During AMD’s second-quarter earnings call, CEO Lisa Su said that all of the company’s upcoming 2020 product launches are still on schedule—meaning Zen 3 desktop CPUs, RDNA 2 “Big Navi” GPUs, and console hardware for the PS5 and Xbox Series X.
This is great news for consumers but bad news for Intel, which reorganized its engineering department this week shortly after admitting that we won’t be seeing its 7nm desktop CPUs until late 2022 or perhaps even 2023.
This isn’t quite as bad as it sounds—there’s a discrepancy between the way the two companies measure process size, and transistor density for Intel’s 7nm process should be roughly equivalent to AMD fab partner TSMC’s 5nm process. Unfortunately, the delay means TSMC should be debuting its 3nm parts around the same time that Intel now expects to be launch its own 7nm.
AMD’s own good news continued with the earnings themselves, with revenue up 26 percent and net income up $122 million—a whopping 449 percent—year on year. Su attributed the increase primarily to Epyc and Ryzen CPUs, with special focus on Ryzen 4000 mobile—the company’s average sale price actually dropped year-on-year due to the increased revenue from the individually less-expensive mobile processors. Su went on to say that the revenue from mobile Ryzen 4000 ramped up “faster than any mobile processor in our history.”

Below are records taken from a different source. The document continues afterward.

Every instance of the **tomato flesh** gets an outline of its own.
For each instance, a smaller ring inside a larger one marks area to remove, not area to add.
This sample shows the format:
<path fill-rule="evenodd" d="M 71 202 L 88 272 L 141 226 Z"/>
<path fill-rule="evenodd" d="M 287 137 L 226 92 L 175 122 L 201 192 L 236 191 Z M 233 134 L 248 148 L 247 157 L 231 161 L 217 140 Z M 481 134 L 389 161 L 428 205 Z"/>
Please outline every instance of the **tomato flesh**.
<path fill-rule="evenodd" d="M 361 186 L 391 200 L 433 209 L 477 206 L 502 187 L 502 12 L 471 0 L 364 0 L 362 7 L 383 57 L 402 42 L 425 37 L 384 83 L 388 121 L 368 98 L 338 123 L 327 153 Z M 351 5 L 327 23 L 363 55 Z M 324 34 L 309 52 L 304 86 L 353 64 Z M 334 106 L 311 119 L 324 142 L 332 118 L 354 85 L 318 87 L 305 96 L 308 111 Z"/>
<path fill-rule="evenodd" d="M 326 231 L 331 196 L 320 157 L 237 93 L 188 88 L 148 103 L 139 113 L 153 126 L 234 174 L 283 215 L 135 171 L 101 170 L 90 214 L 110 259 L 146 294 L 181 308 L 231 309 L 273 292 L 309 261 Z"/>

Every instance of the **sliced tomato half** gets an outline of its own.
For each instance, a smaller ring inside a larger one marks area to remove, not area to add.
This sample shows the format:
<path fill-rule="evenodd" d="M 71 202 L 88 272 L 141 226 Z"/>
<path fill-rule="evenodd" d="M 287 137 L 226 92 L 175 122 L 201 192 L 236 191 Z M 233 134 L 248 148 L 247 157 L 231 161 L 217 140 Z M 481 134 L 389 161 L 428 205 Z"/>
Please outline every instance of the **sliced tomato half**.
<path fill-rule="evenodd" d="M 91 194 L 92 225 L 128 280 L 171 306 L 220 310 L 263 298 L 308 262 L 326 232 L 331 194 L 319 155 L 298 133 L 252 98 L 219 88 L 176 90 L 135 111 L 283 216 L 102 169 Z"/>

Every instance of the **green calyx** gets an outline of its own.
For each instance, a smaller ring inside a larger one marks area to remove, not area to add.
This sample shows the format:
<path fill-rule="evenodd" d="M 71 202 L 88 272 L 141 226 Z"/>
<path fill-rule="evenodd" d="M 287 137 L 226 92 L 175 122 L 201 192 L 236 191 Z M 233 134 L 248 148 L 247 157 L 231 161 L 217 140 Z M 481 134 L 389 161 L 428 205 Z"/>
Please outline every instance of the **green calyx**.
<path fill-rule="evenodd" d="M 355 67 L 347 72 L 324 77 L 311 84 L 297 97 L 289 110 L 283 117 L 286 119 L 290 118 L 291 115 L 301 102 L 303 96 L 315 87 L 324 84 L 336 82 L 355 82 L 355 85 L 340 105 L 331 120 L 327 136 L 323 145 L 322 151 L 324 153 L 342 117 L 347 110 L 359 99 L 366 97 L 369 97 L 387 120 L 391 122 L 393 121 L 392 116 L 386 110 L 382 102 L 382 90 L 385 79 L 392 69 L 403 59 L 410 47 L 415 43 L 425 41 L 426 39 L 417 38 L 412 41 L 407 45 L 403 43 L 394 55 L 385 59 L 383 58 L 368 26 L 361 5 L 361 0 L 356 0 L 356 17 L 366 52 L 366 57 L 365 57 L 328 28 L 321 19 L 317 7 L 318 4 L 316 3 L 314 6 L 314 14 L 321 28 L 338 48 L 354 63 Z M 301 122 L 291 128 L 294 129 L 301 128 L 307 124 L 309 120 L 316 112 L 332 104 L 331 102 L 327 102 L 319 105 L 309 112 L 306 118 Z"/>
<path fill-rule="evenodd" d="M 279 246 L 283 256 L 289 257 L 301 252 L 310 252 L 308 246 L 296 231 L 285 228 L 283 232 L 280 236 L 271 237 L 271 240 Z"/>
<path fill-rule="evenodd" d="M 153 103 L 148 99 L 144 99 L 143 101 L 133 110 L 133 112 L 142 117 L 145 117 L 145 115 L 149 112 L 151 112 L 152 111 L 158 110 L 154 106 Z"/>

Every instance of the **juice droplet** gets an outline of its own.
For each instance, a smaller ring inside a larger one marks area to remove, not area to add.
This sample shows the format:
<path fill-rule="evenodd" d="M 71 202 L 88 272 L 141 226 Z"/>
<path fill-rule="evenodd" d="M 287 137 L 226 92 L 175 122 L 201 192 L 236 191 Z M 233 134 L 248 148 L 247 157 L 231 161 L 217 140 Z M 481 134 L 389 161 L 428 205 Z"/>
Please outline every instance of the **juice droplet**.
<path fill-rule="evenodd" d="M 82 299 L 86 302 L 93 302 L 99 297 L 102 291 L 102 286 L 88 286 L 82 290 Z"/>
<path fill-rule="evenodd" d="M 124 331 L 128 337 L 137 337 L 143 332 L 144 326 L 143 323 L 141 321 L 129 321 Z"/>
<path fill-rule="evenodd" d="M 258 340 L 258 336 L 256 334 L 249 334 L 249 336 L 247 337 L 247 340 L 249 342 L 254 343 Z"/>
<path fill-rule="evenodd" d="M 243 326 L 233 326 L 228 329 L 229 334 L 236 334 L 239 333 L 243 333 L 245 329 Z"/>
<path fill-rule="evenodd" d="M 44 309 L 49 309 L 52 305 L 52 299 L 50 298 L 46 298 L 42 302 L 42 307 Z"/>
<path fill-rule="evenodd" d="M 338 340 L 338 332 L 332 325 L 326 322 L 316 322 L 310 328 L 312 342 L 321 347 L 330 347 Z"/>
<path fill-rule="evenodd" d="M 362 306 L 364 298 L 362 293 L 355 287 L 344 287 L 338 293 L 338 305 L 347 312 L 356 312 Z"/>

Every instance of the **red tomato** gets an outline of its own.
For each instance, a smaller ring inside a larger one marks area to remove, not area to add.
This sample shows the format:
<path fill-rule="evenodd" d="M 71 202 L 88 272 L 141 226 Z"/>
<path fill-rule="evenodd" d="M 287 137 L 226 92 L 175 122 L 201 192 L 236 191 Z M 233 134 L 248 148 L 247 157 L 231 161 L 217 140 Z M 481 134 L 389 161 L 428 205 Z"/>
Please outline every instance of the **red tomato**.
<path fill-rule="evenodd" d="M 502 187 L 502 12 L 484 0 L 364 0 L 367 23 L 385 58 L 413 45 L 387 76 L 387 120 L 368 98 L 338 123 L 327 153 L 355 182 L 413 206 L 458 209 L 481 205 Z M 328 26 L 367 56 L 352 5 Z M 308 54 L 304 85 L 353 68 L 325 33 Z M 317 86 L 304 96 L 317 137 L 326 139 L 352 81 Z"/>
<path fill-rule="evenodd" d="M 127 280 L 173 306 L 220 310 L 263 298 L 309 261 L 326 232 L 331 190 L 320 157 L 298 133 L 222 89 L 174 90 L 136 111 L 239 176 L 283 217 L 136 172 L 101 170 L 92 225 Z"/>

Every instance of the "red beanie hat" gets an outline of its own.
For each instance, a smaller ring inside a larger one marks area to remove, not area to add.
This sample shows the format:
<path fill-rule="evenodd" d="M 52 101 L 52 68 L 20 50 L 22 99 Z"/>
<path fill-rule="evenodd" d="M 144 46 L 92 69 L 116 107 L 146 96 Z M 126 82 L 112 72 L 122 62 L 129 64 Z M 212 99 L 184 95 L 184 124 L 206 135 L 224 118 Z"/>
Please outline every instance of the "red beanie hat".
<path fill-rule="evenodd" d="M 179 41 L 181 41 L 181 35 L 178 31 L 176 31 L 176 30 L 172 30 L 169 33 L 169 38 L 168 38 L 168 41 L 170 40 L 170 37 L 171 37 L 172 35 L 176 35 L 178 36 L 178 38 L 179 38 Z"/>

We don’t yet have firm dates for Zen 3 CPUs, but they’re generally expected to launch in Q3 2020. We also don’t know for certain which CPU lines will initially launch on Zen 3—but Epyc seems likely to lead the way, since its next-gen Milan is the only specific Zen 3 product AMD has committed to a 2020 launch so far. Meanwhile, Big Navi GPUs are expected to launch around the same time, and PS5 and Xbox Series X are expected “in time for the holidays.”